Entertainment

New Orleans’ ‘Storyville’ big on music but thin on plot

You can practically feel the humidity wafting from “Story-ville.” Set in the final days of the famed New Orleans neighborhood — a notorious red-light district that’s also considered the birthplace of jazz — it begins with a mournful march down the aisle, with musicians accompanying a tiny coffin.

But while the York Theatre Company’s new musical has atmosphere to spare, it lacks a compelling storyline. Despite lots of colorful characters and plot strands, the show seems musically overstuffed but dramatically thin.

Composer Mildred Kayden reveals her love for New Orleans jazz with a bountiful score of nearly two dozen songs. Performed by an onstage seven-piece band — including a tuba — numbers such as “Animal Stomp,” “Demi-Monde” and “Welcome to New Orleans” feel authentic, even if they inevitably pale in comparison to the Louis Armstrong and Jelly Roll Morton classics.

The episodic story line concerns the arrival of Butch “Cobra” Brown (Kyle Robert Carter), a trumpet player and former boxer described as “the fighter with the eyes that hypnotize.” He falls in love with Tigre (Zakiya Young), a singer who performs in the brothel owned by Countess Willie (Ernestine Jackson, of “Guys and Dolls” and “Raisin” fame).

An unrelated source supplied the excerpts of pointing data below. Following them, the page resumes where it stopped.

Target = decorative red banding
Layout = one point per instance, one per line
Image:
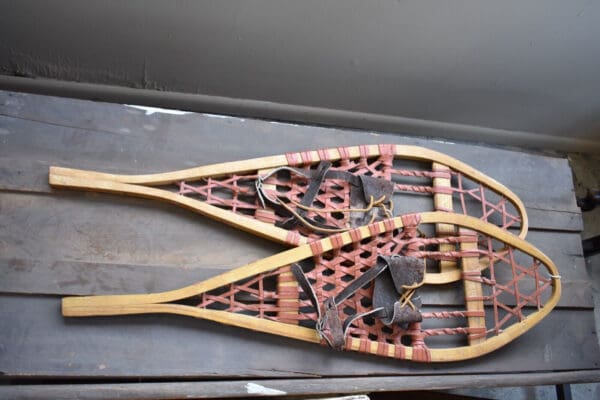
(316, 247)
(344, 153)
(375, 229)
(389, 224)
(400, 352)
(383, 348)
(306, 157)
(355, 235)
(336, 241)
(364, 150)
(323, 154)
(364, 345)
(293, 238)
(411, 220)
(387, 149)
(265, 215)
(421, 353)
(293, 159)
(442, 190)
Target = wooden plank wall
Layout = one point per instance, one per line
(55, 243)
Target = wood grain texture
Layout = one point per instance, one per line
(294, 387)
(38, 341)
(123, 140)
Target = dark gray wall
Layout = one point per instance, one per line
(525, 66)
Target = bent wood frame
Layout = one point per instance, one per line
(142, 186)
(157, 302)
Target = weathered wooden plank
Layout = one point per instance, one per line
(295, 387)
(77, 243)
(38, 341)
(116, 137)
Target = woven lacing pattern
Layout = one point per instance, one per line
(237, 193)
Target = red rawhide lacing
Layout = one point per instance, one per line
(512, 288)
(237, 193)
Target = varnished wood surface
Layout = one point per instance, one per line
(110, 244)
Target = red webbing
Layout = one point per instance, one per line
(238, 193)
(333, 270)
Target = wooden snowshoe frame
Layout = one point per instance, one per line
(507, 289)
(451, 183)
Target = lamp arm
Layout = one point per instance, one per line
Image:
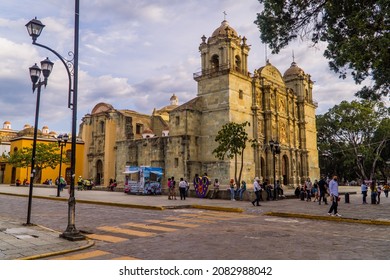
(68, 65)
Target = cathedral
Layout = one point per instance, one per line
(180, 138)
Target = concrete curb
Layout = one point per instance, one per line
(139, 206)
(217, 208)
(91, 201)
(329, 218)
(52, 254)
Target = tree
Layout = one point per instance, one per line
(232, 140)
(357, 33)
(47, 155)
(353, 130)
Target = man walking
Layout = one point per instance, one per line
(364, 190)
(323, 187)
(334, 195)
(182, 189)
(257, 189)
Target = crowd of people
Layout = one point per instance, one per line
(205, 188)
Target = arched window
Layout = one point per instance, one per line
(238, 63)
(215, 62)
(101, 127)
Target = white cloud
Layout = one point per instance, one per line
(134, 54)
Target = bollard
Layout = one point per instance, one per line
(346, 197)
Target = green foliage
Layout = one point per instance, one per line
(46, 155)
(356, 32)
(232, 140)
(351, 129)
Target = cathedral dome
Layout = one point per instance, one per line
(294, 70)
(224, 29)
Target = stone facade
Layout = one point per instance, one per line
(278, 107)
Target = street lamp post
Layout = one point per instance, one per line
(35, 74)
(275, 149)
(34, 28)
(62, 140)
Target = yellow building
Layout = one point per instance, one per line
(24, 138)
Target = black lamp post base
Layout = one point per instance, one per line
(72, 235)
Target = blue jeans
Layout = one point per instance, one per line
(232, 193)
(334, 205)
(240, 193)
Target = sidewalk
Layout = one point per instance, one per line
(32, 242)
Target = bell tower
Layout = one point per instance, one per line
(224, 94)
(224, 50)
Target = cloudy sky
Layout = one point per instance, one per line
(133, 54)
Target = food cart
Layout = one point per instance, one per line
(143, 180)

Other characters include corrupt mayor Mickey Mulligan (D.C. Anderson); Hot Licks Sam (Michael Leonard James), Butch’s musical rival; fortuneteller Mama Magique (NaTasha Yvette Williams) and Baron Fountainbleau (Carl Wallnau), a sleazy Frenchman who tries to entice Tigre to perform at his Paris nightclub.

The Baron also invites the sultry singer to be his queen in the Fat Tuesday Parade, which would be a first.

“A black queen with a white king?” the mayor scoffs. “It can’t happen.”

Written by the award-winning playwright Ed Bullins (“The Taking of Miss Janie”), “Storyville” has been kicking around regional theaters for years. But it still feels very much like a work in progress. It also seems to be bursting at the seams, with the action frequently spilling into the tiny theater’s single narrow aisle.

Director Bill Castellino keeps the action moving at a quick clip, and choreographer Mercedes Ellington — Duke’s granddaughter — gives the sexy ensemble some slinky dance numbers. But despite its affection for a bygone era, “Storyville” doesn’t quite bring that notorious red-light district back to life.